There is no avoiding the reality that a cancer diagnosis affects everyone in the family. It naturally changes the life of the person who’s been diagnosed, but it also affects people who are close to them. As with any family issue, everyone comes to the table with their own perspective and feelings. In the case of a medical crisis, this inevitably includes individual fears and a sense of uncertainty. Spouses may try to protect each other in different ways. Communication is likely to be deeply personal, and how it is managed can be deeply flawed, even with the best of intentions. Grant yourself and your loved ones grace and forgiveness every step of the way.
“When a woman is diagnosed with breast cancer, it can blindside the men who love her – husbands, boyfriends, fathers, sons. It’s not just a ‘woman’s issue,’ say the men who’ve been affected. But many of them know little about the disease itself and find themselves at a loss as to how to help the women they love cope emotionally (much less cope themselves).” ~ Gina Shaw, WebMd Cancer Center
At Support Connection, we understand that it’s not always easy to know how to help and be supportive. Speaking with others who are in the same situation is an excellent way to learn, get ideas, and feel less alone. In support of this, we offer: For Men Only, Let’s Talk: An Open Discussion For Men With A Spouse Or Partner Going Through Cancer.

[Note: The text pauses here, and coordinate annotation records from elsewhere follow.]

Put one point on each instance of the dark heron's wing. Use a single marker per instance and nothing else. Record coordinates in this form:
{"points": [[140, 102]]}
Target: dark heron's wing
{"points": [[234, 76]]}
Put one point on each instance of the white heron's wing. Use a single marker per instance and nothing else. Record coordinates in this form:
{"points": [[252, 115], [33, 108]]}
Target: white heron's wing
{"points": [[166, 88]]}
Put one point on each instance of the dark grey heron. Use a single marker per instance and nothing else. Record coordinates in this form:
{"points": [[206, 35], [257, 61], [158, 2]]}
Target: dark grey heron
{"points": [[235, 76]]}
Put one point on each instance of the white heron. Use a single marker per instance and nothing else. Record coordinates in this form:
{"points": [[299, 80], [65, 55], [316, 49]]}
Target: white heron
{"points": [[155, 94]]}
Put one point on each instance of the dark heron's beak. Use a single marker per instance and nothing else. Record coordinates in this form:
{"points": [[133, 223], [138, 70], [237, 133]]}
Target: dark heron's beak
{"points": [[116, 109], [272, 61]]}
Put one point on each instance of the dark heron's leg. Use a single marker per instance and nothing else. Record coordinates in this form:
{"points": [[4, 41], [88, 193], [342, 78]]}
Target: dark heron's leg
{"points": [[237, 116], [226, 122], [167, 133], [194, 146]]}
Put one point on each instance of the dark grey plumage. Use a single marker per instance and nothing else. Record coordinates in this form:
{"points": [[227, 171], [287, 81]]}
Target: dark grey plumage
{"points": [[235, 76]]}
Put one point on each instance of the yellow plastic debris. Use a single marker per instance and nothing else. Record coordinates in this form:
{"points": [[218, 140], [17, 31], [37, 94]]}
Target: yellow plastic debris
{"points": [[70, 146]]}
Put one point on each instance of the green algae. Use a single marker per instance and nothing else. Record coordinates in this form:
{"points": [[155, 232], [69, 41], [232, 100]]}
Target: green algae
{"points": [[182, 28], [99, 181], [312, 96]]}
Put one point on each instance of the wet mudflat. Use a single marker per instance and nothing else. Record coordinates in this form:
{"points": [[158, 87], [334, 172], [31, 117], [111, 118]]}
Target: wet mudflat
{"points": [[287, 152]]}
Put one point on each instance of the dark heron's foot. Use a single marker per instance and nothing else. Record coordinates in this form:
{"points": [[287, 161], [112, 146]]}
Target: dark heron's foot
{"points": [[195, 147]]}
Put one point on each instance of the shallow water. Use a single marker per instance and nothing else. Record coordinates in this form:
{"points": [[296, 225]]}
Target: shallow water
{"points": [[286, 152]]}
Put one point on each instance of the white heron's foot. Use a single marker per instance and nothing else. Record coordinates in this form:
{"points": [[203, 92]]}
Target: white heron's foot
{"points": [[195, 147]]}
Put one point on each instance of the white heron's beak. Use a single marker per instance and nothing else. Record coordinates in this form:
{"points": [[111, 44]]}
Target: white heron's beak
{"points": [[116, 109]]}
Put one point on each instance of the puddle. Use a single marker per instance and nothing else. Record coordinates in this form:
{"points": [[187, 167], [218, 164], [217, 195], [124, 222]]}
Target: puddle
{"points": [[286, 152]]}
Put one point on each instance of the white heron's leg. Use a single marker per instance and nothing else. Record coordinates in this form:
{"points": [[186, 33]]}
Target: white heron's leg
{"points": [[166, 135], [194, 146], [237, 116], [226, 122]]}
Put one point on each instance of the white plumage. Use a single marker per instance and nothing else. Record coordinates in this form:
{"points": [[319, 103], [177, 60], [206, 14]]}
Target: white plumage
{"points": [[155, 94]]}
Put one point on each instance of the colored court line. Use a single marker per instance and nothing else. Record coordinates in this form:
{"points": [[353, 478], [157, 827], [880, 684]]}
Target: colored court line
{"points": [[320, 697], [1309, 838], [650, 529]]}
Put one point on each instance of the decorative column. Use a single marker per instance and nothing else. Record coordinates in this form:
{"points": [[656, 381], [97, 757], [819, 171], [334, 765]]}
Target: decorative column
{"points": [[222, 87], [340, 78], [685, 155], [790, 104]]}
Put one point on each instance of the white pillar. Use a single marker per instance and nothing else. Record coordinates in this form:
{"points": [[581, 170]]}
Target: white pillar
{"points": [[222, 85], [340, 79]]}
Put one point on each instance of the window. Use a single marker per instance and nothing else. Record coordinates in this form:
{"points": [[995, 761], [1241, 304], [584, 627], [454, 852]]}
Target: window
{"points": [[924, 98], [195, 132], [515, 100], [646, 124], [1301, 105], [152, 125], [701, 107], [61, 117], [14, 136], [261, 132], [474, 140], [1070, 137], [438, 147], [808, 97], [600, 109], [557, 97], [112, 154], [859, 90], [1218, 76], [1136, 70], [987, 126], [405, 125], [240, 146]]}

“Being with a group of guys with similar circumstances – guys who might be having a difficult time – is helpful. And of course, the amount of knowledge to be shared is priceless. I think support is not as much about us and what we get. I think it’s about being able to give and provide support to our spouses. It helps to deal with emotions without making it just about yourself. It also helps to be prepared when the unexpected shows up, as there is always an uncertainty about the future and fear that accompanies that.” ~ David Tartaglia
We also understand that in a different circumstance, learning how to cope with the grief and the impact loss inevitably has on your life is hard to do alone. Speaking with others who have also been through it is an excellent way to learn and feel less alone. In recognition of that, we offer: It’s Okay to Grieve, Let’s Talk: An Open Discussion for Men Living With Loss.
“Grief’s pull favors withdrawal. Friends lend a helping hand for us to start to pull free from the grasp of grief. After my wife’s “Celebration of Life” gathering, a friend forwarded a link for a Support Connection zoom session: An Open Discussion for Men Living with Loss. This motivated me to join the Support Connection Men’s Group. The group offers conversation about how to keep something deeply personal, that needs to be held onto, vibrant in itself yet also strongly dependent upon locking into new bonds, which wellbeing urges us to build.” ~ Paul Del Frari
Both of these Open Discussion Men’s Groups are facilitated by men who have navigated this journey. The Discussions are held via Zoom and open to men nationwide who have or had a spouse or partner diagnosed with breast, ovarian or any other gynecological cancer.